By Roger Elmore - Department of Agronomy
Iowa’s corn has experienced an unforgiving growing season. With the last breaths of summer in the air many wonder what it will take to maximize yields from this date forward. According to the recent USDA report, Iowa’s corn is about two weeks behind the five year average. Eleven percent is ready for a frost, 71 percent is in the dent stage. At beginning dent the crop normally needs about 3 weeks to mature. The bottom line - regardless of location in Iowa, the corn crop needs a normal or later than normal frost date to maximize yields.
Recall that planting dates were later than we would like to maximize corn yields, and that early-season growth was hampered by cold and wet soils. Plant emergence was difficult and slow. Rainfall prevented timely post-emergence operations such as side-dress fertilizer applications and post-emergence herbicide applications. Several articles in the ICM news document the season well.

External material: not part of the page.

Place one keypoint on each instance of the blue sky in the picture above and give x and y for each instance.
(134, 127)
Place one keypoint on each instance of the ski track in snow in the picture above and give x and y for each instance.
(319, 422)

Based on what I understand, cool temperatures after silking are necessary for maximum yields. This happened in 2008. Indeed, slow heat unit accumulation rates characterize 2008 in Iowa. The disadvantage of this is that slower crop development coupled with later than desired planting dates necessitates a long growing season, and a late frost.
An example from Central Iowa
A late August ICM News article, “Factors Needed to Maximize Corn Yield Potential in 2008”, suggested that to maximize yields in central Iowa, based on the Ames weather data through Aug. 22, large amounts of sunlight and rainfall after silking were necessary to maximize yields from that point forward; plus a late frost on or after Oct. 22. To some extent this has happened. The crop nervously awaits a freeze – or at least those close to corn production feel that way! Figure 1 shows dates of 28 degree fall frosts for Ames. The average date is Oct. 17.
To test this thinking, earlier this week I used Hybrid Maize, a computer model, with 2008 weather data through Sep. 15 for Ames. Table 1 shows a summary of the results.
If the weather after Sep. 16 is like of the median year for Ames, a crop could yield 91 percent of its normal potential, if there are no other limiting factors. Based on Table 1 a maturity date of Oct. 28 is necessary for the highest yield potential with a frost date later than that. This has happened in four of the last 30 years; 13 percent of the time (Figure 1). In addition to a late frost, plenty of sunlight is necessary to maximize yields. This week’s weather forecast is promising.
Iowa’s 2008 corn crop needs a later than normal frost date to maximize yield. Conditions that hasten crop maturity from this point forward or an earlier frost will reduce yield potentials.
Roger Elmore is a professor of agronomy with research and extension responsibilities in corn production.